There are plenty of tasks a human could solve by exerting a tiny bit of agency or goal-directedness that are still far outside the reach of any LLM. Some of those tasks can even be framed as text prediction problems. From a recent dialogue:
The point is that agency isn’t some kind of exotic property that only becomes relevant or inescapable at hypothetical superintelligence capability levels—it looks like a fundamental / instrumentally convergent part of ordinary human-level intelligence.
The example confuses me.
If you literally mean you are prompting the LLM with that text, then the LLM must output the answer immediately, as the string of next-tokens right after the words
assuming I'm telling the truth, is:
. There is no room in which to perform other, intermediate actions like persuading you to provide information.It seems like you’re imagining some sort of side-channel in which the LLM can take “free actions,” which don’t count as next-tokens, before coming back and making a final prediction about the next-tokens. This does not resemble anything in LM likelihood training, or in the usual user interaction modalities for LLMs.
You also seem to be picturing the LLM like an RL agent, trying to minimize next-token loss over an entire rollout. But this isn’t how likelihood training works. For instance, GPTs do not try to steer texts in directions that will make them easier to predict later (because the loss does not care whether they do this or not).
(On the other hand, if you told GPT-4 that it was in this situation—trying to predict next-tokens, with some sort of side channel it can use to gather information from the world—and asked it to come up with plans, I expect it would be able to come up with plans like the ones you mention.)
I’m saying that the lack of these side-channels implies that GPTs alone will not scale to human-level.
If your system interface is a text channel, and you want the system behind the interface to accept inputs like the prompt above and return correct passwords as an output, then if the system is:
an auto-regressive GPT directly fed your prompt as input, it will definitely fail
A human with the ability to act freely in the background before returning an answer, it will probably succeed
an AutoGPT-style system backed by a current LLM, with the ability to act freely in the background before returning an answer, it will probably fail. (But maybe if your AutoGPT implementation or underlying LLM is a lot stronger, it would work.)
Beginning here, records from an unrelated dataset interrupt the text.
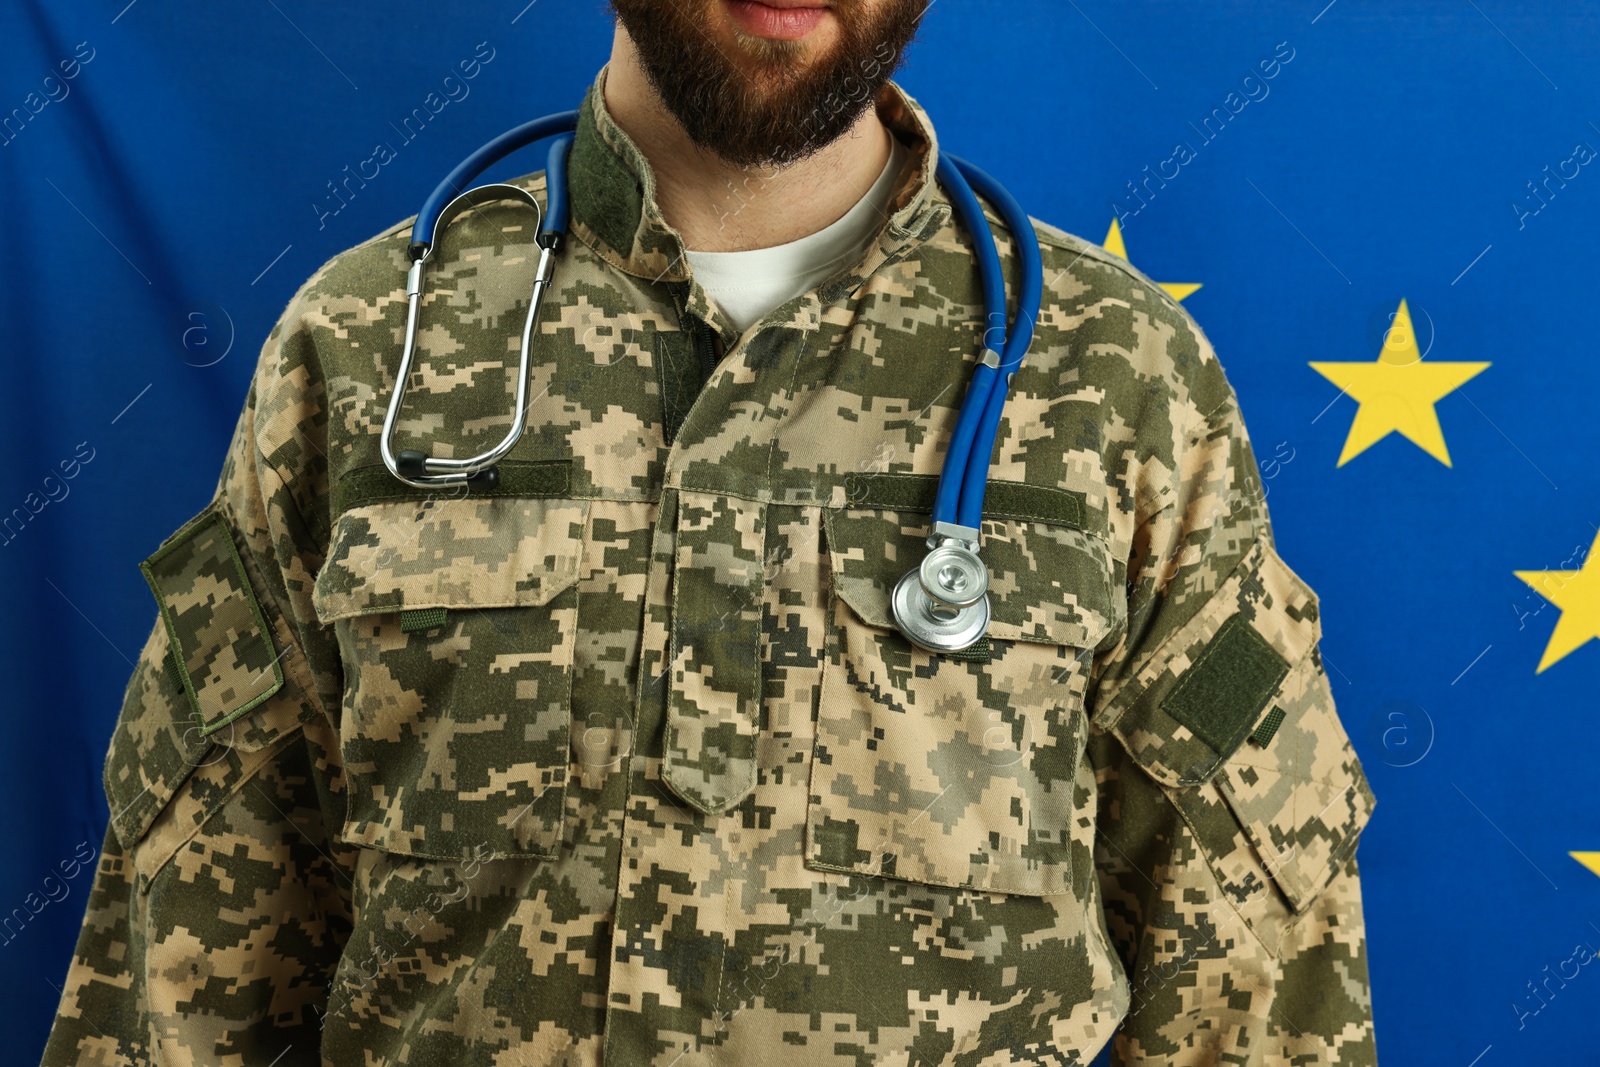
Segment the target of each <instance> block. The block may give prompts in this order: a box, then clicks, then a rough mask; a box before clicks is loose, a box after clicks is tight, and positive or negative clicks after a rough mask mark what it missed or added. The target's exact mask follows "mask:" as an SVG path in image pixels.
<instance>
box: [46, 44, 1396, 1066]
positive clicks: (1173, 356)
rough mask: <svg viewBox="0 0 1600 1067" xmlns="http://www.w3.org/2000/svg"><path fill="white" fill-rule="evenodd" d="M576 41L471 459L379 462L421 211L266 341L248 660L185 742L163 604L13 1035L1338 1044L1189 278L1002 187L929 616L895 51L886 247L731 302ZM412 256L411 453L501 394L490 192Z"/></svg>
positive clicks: (89, 1036)
mask: <svg viewBox="0 0 1600 1067" xmlns="http://www.w3.org/2000/svg"><path fill="white" fill-rule="evenodd" d="M603 78H605V72H603V70H602V74H600V77H598V78H597V80H595V85H594V86H592V88H590V91H589V94H587V99H586V102H584V107H582V122H581V130H579V133H578V141H576V146H574V149H573V158H571V170H573V182H571V187H573V237H574V240H573V242H571V243H570V245H568V246H566V248H565V251H563V253H562V256H560V264H558V267H560V269H558V274H557V280H555V291H554V293H552V294H550V299H549V301H547V302H546V306H544V309H542V310H541V318H539V323H538V338H536V352H538V358H536V362H534V370H533V382H531V390H530V392H531V395H533V402H531V406H530V413H528V426H530V429H528V432H526V435H525V437H523V438H522V440H520V442H518V445H517V446H515V450H514V451H512V454H510V458H509V459H507V461H506V464H504V466H502V478H501V485H499V486H498V488H496V490H494V491H493V493H470V494H466V493H461V491H446V493H435V494H429V493H424V491H414V490H410V488H406V486H403V485H400V483H398V482H397V480H394V478H392V477H389V475H387V472H386V470H384V469H382V466H381V459H379V443H378V435H379V427H381V422H382V418H384V406H386V403H387V400H389V395H390V390H392V389H394V381H392V368H394V366H395V365H397V360H398V350H400V339H402V331H403V322H405V294H403V278H405V267H406V256H405V250H406V242H408V237H410V232H408V230H410V226H408V224H400V226H397V227H394V229H390V230H387V232H384V234H381V235H379V237H376V238H373V240H371V242H368V243H365V245H362V246H358V248H354V250H350V251H347V253H344V254H341V256H338V258H334V259H333V261H330V262H328V264H326V266H325V267H323V269H320V270H318V272H317V274H315V277H312V278H310V280H309V282H307V283H306V286H304V288H302V290H301V291H299V293H298V294H296V296H294V299H293V302H291V304H290V307H288V310H286V314H285V315H283V318H282V322H280V323H278V326H277V328H275V330H274V333H272V336H270V338H269V341H267V344H266V347H264V352H262V357H261V363H259V368H258V373H256V378H254V382H253V387H251V390H250V395H248V400H246V405H245V410H243V414H242V418H240V422H238V430H237V435H235V438H234V443H232V448H230V450H229V454H227V461H226V466H224V470H222V477H221V480H219V485H218V493H216V499H214V501H213V502H211V504H210V506H208V510H210V514H211V517H216V518H219V520H221V523H210V528H211V530H222V528H226V530H227V531H230V534H232V539H234V544H235V547H237V552H238V557H240V561H242V565H240V568H238V569H237V571H232V577H229V574H230V573H229V571H227V569H214V571H213V581H219V582H222V584H224V585H226V589H222V590H221V592H222V593H224V595H222V601H232V603H246V600H238V598H253V600H254V601H256V603H259V608H261V617H259V619H258V621H256V619H253V621H251V622H250V624H248V625H251V627H256V632H253V633H245V632H242V629H243V627H245V625H246V624H245V622H243V619H245V616H235V619H237V621H235V622H232V624H229V625H221V624H208V625H195V627H192V629H189V630H184V632H182V633H184V635H186V637H184V654H186V656H187V657H189V659H186V661H184V662H190V664H194V662H206V664H222V662H232V661H227V659H226V657H227V656H229V654H234V649H237V648H266V646H267V645H270V648H272V656H274V657H275V659H274V662H275V664H278V667H280V669H282V678H283V683H282V686H278V688H275V689H274V691H272V693H270V694H269V697H267V699H266V701H262V702H259V704H256V705H254V707H250V709H248V710H246V712H245V713H242V715H240V717H238V718H235V720H234V721H230V723H227V725H224V726H221V728H219V729H216V731H214V733H205V731H203V729H202V721H210V720H202V718H197V709H195V707H194V704H192V701H190V699H189V696H187V691H186V688H184V686H182V685H181V678H179V677H178V675H176V672H173V670H170V669H168V649H170V633H168V629H166V627H165V625H163V624H162V622H157V625H155V629H154V630H152V633H150V641H149V643H147V646H146V649H144V654H142V657H141V661H139V667H138V670H136V672H134V677H133V678H131V681H130V686H128V694H126V701H125V705H123V710H122V718H120V721H118V726H117V733H115V736H114V739H112V745H110V753H109V758H107V765H106V789H107V793H109V798H110V809H112V813H114V819H112V825H110V830H109V833H107V838H106V848H104V857H102V861H101V867H99V873H98V877H96V883H94V889H93V897H91V901H90V909H88V915H86V918H85V925H83V933H82V939H80V942H78V949H77V955H75V960H74V963H72V969H70V973H69V974H67V979H66V992H64V997H62V1001H61V1011H59V1017H58V1021H56V1025H54V1030H53V1033H51V1040H50V1045H48V1049H46V1053H45V1064H50V1065H62V1064H96V1065H99V1064H106V1065H110V1064H184V1065H189V1064H195V1065H200V1064H203V1065H206V1067H226V1065H234V1064H237V1065H250V1067H261V1065H266V1064H274V1065H275V1067H288V1065H290V1064H323V1062H325V1064H339V1065H344V1064H350V1065H357V1064H360V1065H368V1064H386V1065H402V1064H405V1065H458V1064H478V1065H490V1064H494V1065H499V1064H506V1065H509V1064H530V1065H531V1064H563V1065H565V1064H570V1065H578V1064H586V1065H595V1064H605V1065H606V1067H634V1065H645V1064H650V1065H656V1067H669V1065H674V1064H677V1065H680V1067H694V1065H710V1064H728V1065H734V1064H736V1065H744V1064H816V1065H824V1067H826V1065H832V1067H843V1065H853V1067H859V1065H866V1064H883V1065H910V1064H949V1065H963V1067H979V1065H982V1067H998V1065H1002V1064H1083V1062H1088V1061H1090V1059H1091V1057H1093V1056H1094V1054H1096V1051H1098V1049H1101V1048H1102V1046H1104V1045H1106V1043H1107V1041H1112V1045H1114V1059H1115V1061H1117V1062H1118V1064H1222V1062H1227V1064H1262V1065H1288V1064H1294V1065H1304V1064H1350V1065H1355V1064H1370V1062H1373V1061H1374V1051H1373V1030H1371V1006H1370V998H1368V979H1366V957H1365V939H1363V925H1362V904H1360V889H1358V881H1357V867H1355V859H1354V849H1355V843H1357V837H1358V833H1360V830H1362V827H1363V824H1365V822H1366V817H1368V814H1370V811H1371V793H1370V792H1368V789H1366V782H1365V779H1363V776H1362V769H1360V765H1358V763H1357V760H1355V755H1354V752H1352V750H1350V745H1349V741H1347V737H1346V734H1344V731H1342V728H1341V726H1339V720H1338V717H1336V713H1334V709H1333V701H1331V696H1330V689H1328V680H1326V675H1325V673H1323V670H1322V664H1320V659H1318V656H1317V637H1318V619H1317V601H1315V597H1314V595H1312V593H1310V590H1309V589H1307V587H1306V585H1304V582H1301V581H1299V579H1298V577H1296V576H1294V574H1293V573H1291V571H1290V569H1288V566H1285V563H1283V561H1282V560H1280V558H1278V557H1277V553H1275V550H1274V544H1272V534H1270V530H1269V525H1267V515H1266V510H1264V507H1262V491H1261V482H1259V477H1258V472H1256V462H1254V458H1253V454H1251V450H1250V443H1248V437H1246V434H1245V427H1243V422H1242V421H1240V416H1238V408H1237V406H1235V402H1234V394H1232V390H1230V389H1229V384H1227V381H1226V378H1224V376H1222V371H1221V368H1219V366H1218V362H1216V357H1214V355H1213V352H1211V349H1210V346H1208V342H1206V339H1205V338H1203V334H1202V333H1200V330H1198V328H1197V326H1195V325H1194V322H1192V320H1190V318H1189V315H1187V314H1186V312H1184V310H1182V309H1179V307H1178V306H1176V304H1174V302H1173V301H1171V299H1170V298H1166V296H1165V294H1163V293H1162V291H1160V288H1157V286H1155V285H1152V283H1150V282H1149V280H1146V278H1144V277H1142V275H1139V274H1138V272H1134V270H1133V269H1131V267H1128V264H1125V262H1123V261H1120V259H1117V258H1114V256H1110V254H1107V253H1106V251H1102V250H1101V248H1098V246H1094V245H1090V243H1086V242H1083V240H1078V238H1075V237H1070V235H1067V234H1062V232H1061V230H1058V229H1053V227H1050V226H1046V224H1042V222H1040V224H1037V232H1038V238H1040V240H1042V243H1043V254H1045V282H1046V291H1045V302H1043V310H1042V315H1040V320H1038V333H1037V339H1035V341H1034V347H1032V350H1030V354H1029V357H1027V362H1026V363H1024V365H1022V368H1021V370H1019V371H1018V374H1016V381H1014V387H1013V398H1011V402H1010V405H1008V406H1006V416H1005V421H1003V424H1002V432H1000V442H998V446H997V458H995V464H994V483H992V488H990V493H989V498H987V512H986V518H984V530H982V533H984V549H982V552H984V557H986V558H987V560H989V563H990V566H992V569H994V593H992V597H990V600H992V605H994V625H992V627H990V632H989V638H987V641H986V643H981V645H979V646H976V648H974V649H970V651H968V653H963V654H960V656H947V657H939V656H930V654H928V653H923V651H918V649H915V648H912V646H910V645H909V643H907V641H906V640H904V638H902V637H901V635H899V633H898V632H894V630H893V627H891V625H890V617H888V592H890V589H891V587H893V584H894V581H896V579H898V577H899V576H901V574H902V573H906V571H907V569H909V568H910V566H912V565H915V561H917V560H920V553H922V539H923V536H925V534H926V523H928V512H930V506H931V496H933V486H934V480H936V477H938V472H939V469H941V466H942V459H944V451H942V450H944V446H946V442H947V440H949V434H950V429H952V426H954V422H955V416H957V410H958V406H960V398H962V394H963V389H965V384H966V381H968V376H970V374H971V370H973V363H974V360H976V355H978V352H979V344H978V342H979V330H981V325H982V301H981V294H979V286H978V278H976V270H974V261H973V250H971V242H970V240H968V237H966V235H965V234H963V232H962V229H960V227H958V224H957V222H955V221H952V213H950V205H949V202H947V200H946V198H944V195H942V192H941V190H938V189H936V186H934V184H933V168H934V158H936V157H934V150H936V149H934V139H933V128H931V126H930V123H928V118H926V115H925V114H923V112H922V109H920V107H918V106H917V104H915V102H914V101H912V99H910V98H907V96H906V94H904V93H902V91H901V90H899V88H898V86H893V85H891V86H888V88H886V90H885V93H883V96H882V98H880V101H878V107H880V114H882V115H883V117H885V120H886V122H888V123H890V125H891V128H893V130H894V133H896V136H899V138H901V139H902V141H904V142H906V144H907V147H910V149H912V150H914V158H915V160H917V163H915V166H914V168H910V170H909V171H907V173H906V174H902V178H901V184H899V187H898V194H896V198H894V202H893V205H891V214H890V218H888V219H886V221H885V226H883V229H882V232H880V235H878V240H877V243H875V245H874V246H872V248H870V251H869V253H867V254H866V256H864V259H862V261H861V262H859V264H854V266H851V267H848V269H843V270H840V272H838V274H837V275H834V277H832V278H830V280H829V282H826V283H824V285H822V286H819V288H818V290H814V291H811V293H806V294H803V296H800V298H797V299H794V301H790V302H787V304H786V306H782V307H779V309H778V310H774V312H773V314H771V315H768V317H766V318H765V320H763V322H762V323H757V325H755V326H754V328H752V330H750V331H749V333H746V334H742V336H739V334H738V333H736V331H734V330H733V328H731V325H730V323H728V320H726V318H725V317H723V315H722V312H720V310H718V309H715V307H714V306H712V304H710V301H709V299H707V296H706V293H704V290H702V288H701V286H699V285H696V283H694V280H693V278H691V277H690V274H688V269H686V266H685V261H683V256H682V245H680V242H678V237H677V234H675V232H674V230H672V229H670V227H669V226H667V224H666V222H664V221H662V218H661V214H659V210H658V206H656V198H654V182H653V176H651V171H650V168H648V165H646V163H645V160H643V157H642V155H640V152H638V150H637V147H635V146H634V144H632V142H630V141H629V139H627V138H626V136H624V134H622V131H621V130H619V128H618V126H616V125H614V123H613V120H611V118H610V115H608V114H606V112H605V107H603V98H602V86H603ZM522 184H523V186H526V187H528V189H531V190H533V192H534V194H536V195H539V197H541V198H542V195H544V181H542V174H534V176H531V178H526V179H523V181H522ZM755 195H758V190H757V192H755ZM990 218H992V221H995V222H997V224H998V221H997V219H994V216H990ZM1000 246H1002V254H1003V258H1005V262H1006V269H1008V272H1010V274H1011V277H1013V278H1014V270H1016V261H1014V258H1013V256H1011V242H1010V238H1008V237H1006V235H1005V234H1003V230H1002V234H1000ZM435 259H437V262H435V266H434V269H432V272H430V275H429V298H427V302H426V307H424V325H422V330H421V357H419V365H418V371H416V379H414V384H413V387H411V392H410V395H408V398H406V410H405V413H403V416H402V421H400V422H402V427H400V429H402V443H400V446H402V448H405V446H416V445H419V446H424V448H426V446H432V450H434V453H435V454H442V456H451V454H456V456H459V454H467V453H475V451H482V448H483V446H485V445H486V443H488V442H493V440H498V438H499V435H501V434H502V430H504V424H506V418H507V414H506V413H507V410H509V405H510V402H512V395H514V382H512V381H510V379H509V376H507V370H506V368H507V366H509V368H515V350H517V347H515V346H517V331H518V325H520V322H522V315H523V314H525V307H526V306H525V302H523V301H525V299H526V293H528V288H530V274H531V269H533V262H534V259H536V253H534V251H533V229H531V226H530V216H528V214H526V208H522V210H518V208H517V206H515V205H490V206H483V208H480V210H477V213H475V214H472V216H469V218H466V219H462V221H461V222H458V226H456V227H453V229H451V230H450V232H448V235H446V237H445V238H443V246H442V248H440V250H437V256H435ZM1008 288H1013V286H1008ZM1013 291H1014V288H1013ZM200 525H202V526H203V525H206V523H200ZM186 530H189V528H186ZM184 536H186V534H184V531H179V534H174V537H173V539H171V542H170V545H168V549H171V544H179V545H181V544H182V541H184ZM192 547H197V545H192ZM174 550H176V549H174ZM216 558H221V557H216ZM229 582H232V584H229ZM251 641H259V645H251ZM238 662H240V664H248V665H256V657H245V656H240V657H238ZM246 693H248V688H245V689H240V691H238V693H237V694H234V697H230V701H224V702H222V704H230V702H232V701H234V699H240V697H243V696H245V694H246ZM240 702H243V701H242V699H240ZM234 707H237V704H234ZM1269 717H1270V718H1274V720H1277V718H1280V717H1282V725H1280V728H1278V731H1277V734H1275V736H1274V737H1270V739H1269V741H1267V744H1261V742H1259V737H1258V739H1256V741H1250V739H1246V736H1248V734H1250V733H1251V731H1253V729H1254V728H1256V725H1258V723H1261V721H1264V720H1266V718H1269Z"/></svg>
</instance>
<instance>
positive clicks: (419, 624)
mask: <svg viewBox="0 0 1600 1067" xmlns="http://www.w3.org/2000/svg"><path fill="white" fill-rule="evenodd" d="M448 617H450V609H448V608H410V609H406V611H402V613H400V632H402V633H416V632H418V630H437V629H438V627H442V625H445V621H446V619H448Z"/></svg>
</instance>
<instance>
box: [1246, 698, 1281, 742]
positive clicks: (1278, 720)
mask: <svg viewBox="0 0 1600 1067" xmlns="http://www.w3.org/2000/svg"><path fill="white" fill-rule="evenodd" d="M1283 718H1285V715H1283V709H1282V707H1277V705H1274V707H1272V710H1270V712H1267V717H1266V718H1262V720H1261V725H1259V726H1256V731H1254V733H1253V734H1250V739H1251V742H1254V744H1258V745H1261V747H1262V749H1266V747H1267V744H1269V742H1270V741H1272V734H1275V733H1278V726H1282V725H1283Z"/></svg>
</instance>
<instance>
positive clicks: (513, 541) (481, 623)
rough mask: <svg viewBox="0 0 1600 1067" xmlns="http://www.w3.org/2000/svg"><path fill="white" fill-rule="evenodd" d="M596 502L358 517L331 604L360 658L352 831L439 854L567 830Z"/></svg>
mask: <svg viewBox="0 0 1600 1067" xmlns="http://www.w3.org/2000/svg"><path fill="white" fill-rule="evenodd" d="M587 517H589V502H587V501H568V499H534V498H486V499H483V498H467V499H419V501H389V502H379V504H368V506H362V507H354V509H350V510H346V512H344V514H341V515H339V518H338V520H336V523H334V530H333V537H331V542H330V550H328V561H326V563H325V565H323V569H322V571H320V573H318V574H317V584H315V590H314V605H315V609H317V614H318V617H320V619H322V621H323V622H326V624H334V625H336V632H338V640H339V653H341V657H342V662H344V672H346V673H344V704H342V718H341V725H339V747H341V753H342V757H344V769H346V787H347V789H346V792H347V798H349V806H347V813H346V838H347V840H350V841H352V843H357V845H366V846H371V848H378V849H384V851H389V853H400V854H406V856H418V857H427V859H483V857H485V856H490V854H493V856H523V857H528V856H533V857H538V856H552V854H555V853H557V851H558V848H560V845H562V840H563V837H565V833H563V832H565V792H566V781H568V769H570V757H571V699H570V697H571V677H573V649H574V641H576V624H578V576H579V566H581V563H582V545H584V534H586V525H587Z"/></svg>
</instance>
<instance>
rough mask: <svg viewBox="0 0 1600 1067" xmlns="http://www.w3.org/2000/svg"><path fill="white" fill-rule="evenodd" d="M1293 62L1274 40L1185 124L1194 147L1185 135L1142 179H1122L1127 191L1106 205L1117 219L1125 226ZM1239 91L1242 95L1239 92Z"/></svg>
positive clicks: (1147, 170)
mask: <svg viewBox="0 0 1600 1067" xmlns="http://www.w3.org/2000/svg"><path fill="white" fill-rule="evenodd" d="M1293 61H1294V48H1293V46H1291V45H1290V43H1288V42H1286V40H1285V42H1278V43H1277V45H1275V46H1274V50H1272V54H1270V56H1267V58H1266V59H1261V61H1259V62H1256V66H1254V67H1253V69H1251V70H1250V72H1248V74H1245V75H1243V77H1242V78H1240V86H1238V90H1234V91H1229V94H1227V96H1224V98H1222V102H1221V104H1218V106H1216V107H1213V109H1211V110H1210V114H1206V115H1205V117H1203V118H1202V120H1200V125H1198V126H1197V125H1195V123H1192V122H1190V123H1189V128H1190V130H1194V131H1195V138H1197V139H1198V146H1195V144H1194V142H1192V141H1189V139H1187V138H1186V139H1182V141H1179V142H1178V144H1174V146H1173V150H1171V155H1168V157H1166V158H1165V160H1162V162H1160V163H1157V165H1155V171H1154V173H1152V171H1150V166H1149V165H1146V166H1144V170H1142V171H1141V173H1142V174H1144V178H1142V179H1139V178H1134V179H1133V181H1128V182H1125V186H1123V187H1125V189H1126V190H1128V194H1126V195H1125V197H1123V198H1122V200H1120V202H1112V205H1110V208H1112V211H1114V213H1115V214H1117V222H1118V224H1120V226H1126V224H1128V219H1131V218H1134V216H1136V214H1139V213H1141V211H1144V210H1146V208H1147V206H1150V200H1155V195H1157V194H1158V192H1160V190H1162V189H1166V182H1170V181H1176V179H1178V176H1179V174H1182V173H1184V171H1182V168H1184V166H1187V165H1189V163H1194V162H1195V160H1197V158H1200V149H1203V147H1205V146H1208V144H1211V142H1213V141H1216V139H1218V138H1219V136H1221V134H1222V130H1226V128H1227V123H1229V122H1232V120H1234V118H1237V117H1238V115H1240V114H1242V112H1243V110H1245V109H1246V107H1248V106H1250V104H1253V102H1261V101H1264V99H1267V94H1270V93H1272V86H1270V85H1267V83H1269V82H1272V78H1275V77H1278V75H1280V74H1282V72H1283V67H1286V66H1288V64H1290V62H1293ZM1240 91H1242V93H1243V94H1240Z"/></svg>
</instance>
And my point is that, the reason the human probably succeeds and the reason AutoGPT might one day succeed, is precisely because they have more agency than a system that just auto-regressively samples from a language model directly.
Or, another way of putting it:
These are limitations of current LLMs, which are GPTs trained via SGD. But there’s no inherent reason you can’t have a language model which predicts next tokens via shelling out to some more capable and more agentic system (e.g. a human) instead. The result would be a (much slower) system that nevertheless achieves lower loss according to the original loss function.